Monday, November 22, 2010

Keeping Fit With Less Effort


What's the least effort you can do to keep fit?


Answer: Most physiologists agree that to maintain fitness, you need to exercise at 65% of your maximum capacity for 15 minutes a day, three times a week.

What's your maximum capacity? A heart rate of 220 minus your age.

So if you're 40, a pulse of about 120 (220-40x.65) is what you should be tailoring your workouts to sustain.

There's no need to overexercise--so long as you're consistent. Rather than knocking yourself out on weekends trying to make up for lost time, you're far better off setting up a schedule that's leisurely enough to live day to day.

What should you do? Something you enjoy.

A lot of the agony of exercise for many people is mental. Take walks. Play tag with the kids.
Anything to get your mind off your muscles. If you enjoy dancing, great.

Studies have shown that layoffs as brief as 2-1/2 days can begin to reserve the effects of exercises--so if you take a weekend off, be prepared to get back into the swing of things first thing Monday morning.

TIDBITS. Exercise, studies confirm, is the key to the prevention of osteoporosis, the degenerative bone disease afflicting 25 percent of women over 50.
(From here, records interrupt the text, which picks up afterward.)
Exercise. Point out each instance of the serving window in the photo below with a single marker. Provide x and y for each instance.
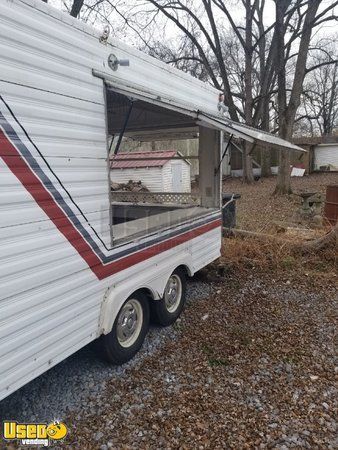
(164, 167)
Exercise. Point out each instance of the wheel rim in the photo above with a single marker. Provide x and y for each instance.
(173, 293)
(129, 323)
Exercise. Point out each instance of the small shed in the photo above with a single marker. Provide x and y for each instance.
(326, 156)
(322, 153)
(159, 171)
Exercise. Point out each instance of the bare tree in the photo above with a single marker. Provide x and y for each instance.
(320, 94)
(307, 18)
(269, 59)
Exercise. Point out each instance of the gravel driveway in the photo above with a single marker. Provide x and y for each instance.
(68, 386)
(251, 364)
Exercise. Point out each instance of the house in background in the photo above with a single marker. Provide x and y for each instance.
(322, 153)
(165, 174)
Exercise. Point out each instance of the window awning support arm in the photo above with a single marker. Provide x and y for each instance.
(124, 127)
(224, 153)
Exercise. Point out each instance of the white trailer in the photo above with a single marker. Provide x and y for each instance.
(69, 272)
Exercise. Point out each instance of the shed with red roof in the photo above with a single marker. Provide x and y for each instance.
(159, 171)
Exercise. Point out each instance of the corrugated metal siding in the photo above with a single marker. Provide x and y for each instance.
(326, 155)
(49, 300)
(167, 176)
(127, 160)
(151, 177)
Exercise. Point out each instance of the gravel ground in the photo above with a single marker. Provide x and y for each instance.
(67, 386)
(252, 366)
(257, 210)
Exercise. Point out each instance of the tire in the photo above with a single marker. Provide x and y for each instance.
(128, 332)
(166, 311)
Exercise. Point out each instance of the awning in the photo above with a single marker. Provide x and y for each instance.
(245, 132)
(203, 118)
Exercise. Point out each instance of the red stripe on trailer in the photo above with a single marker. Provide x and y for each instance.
(47, 203)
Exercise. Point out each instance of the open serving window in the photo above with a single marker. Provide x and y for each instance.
(152, 186)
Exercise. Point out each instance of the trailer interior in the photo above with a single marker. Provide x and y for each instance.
(134, 123)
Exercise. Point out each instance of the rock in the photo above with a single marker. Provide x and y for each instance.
(99, 435)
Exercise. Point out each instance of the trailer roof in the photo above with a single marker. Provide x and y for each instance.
(154, 81)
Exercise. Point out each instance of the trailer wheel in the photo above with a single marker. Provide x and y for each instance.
(129, 330)
(168, 309)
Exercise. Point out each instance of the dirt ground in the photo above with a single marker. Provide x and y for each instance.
(258, 209)
(251, 366)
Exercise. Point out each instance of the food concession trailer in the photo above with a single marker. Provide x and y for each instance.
(71, 269)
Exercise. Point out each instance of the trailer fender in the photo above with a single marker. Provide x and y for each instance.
(116, 295)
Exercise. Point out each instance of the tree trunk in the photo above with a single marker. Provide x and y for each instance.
(248, 176)
(283, 179)
(76, 7)
(265, 152)
(248, 109)
(265, 162)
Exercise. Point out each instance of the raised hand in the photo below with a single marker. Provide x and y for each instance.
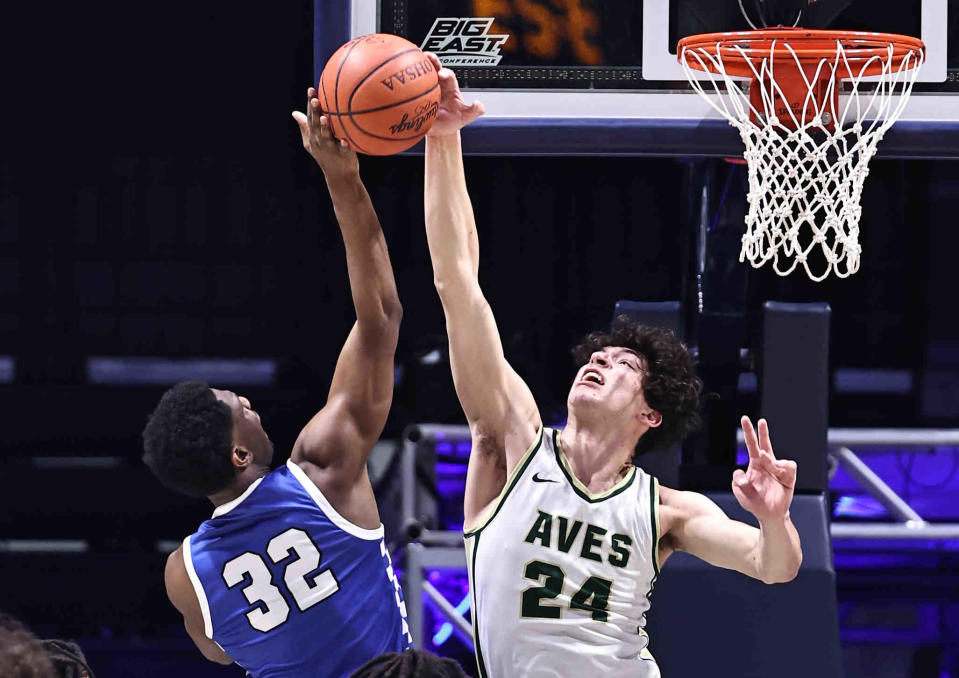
(765, 488)
(454, 112)
(332, 155)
The Journal of the American Medical Association (in a past issue) reports that, while dietary calcium supplements help slow the age-related bone loss, regular jogging or walking enhances bone formation. Taking supplements without exercise is "like settling for half a loaf, " says JAMA.

One group of women (mean ages: 53) exercised three times weekly, increasing their bone mass 2.6 percent in a year; a sedentary control group had a 2.4 percent mass loss.

When you run long distances, you may also be giving your heart extra mileage. JAMA reports that marathon running, or other sustained exercise, increases the body's level of high density lipoprotein (HDL) which has been associated with lower cardiovascular death rates.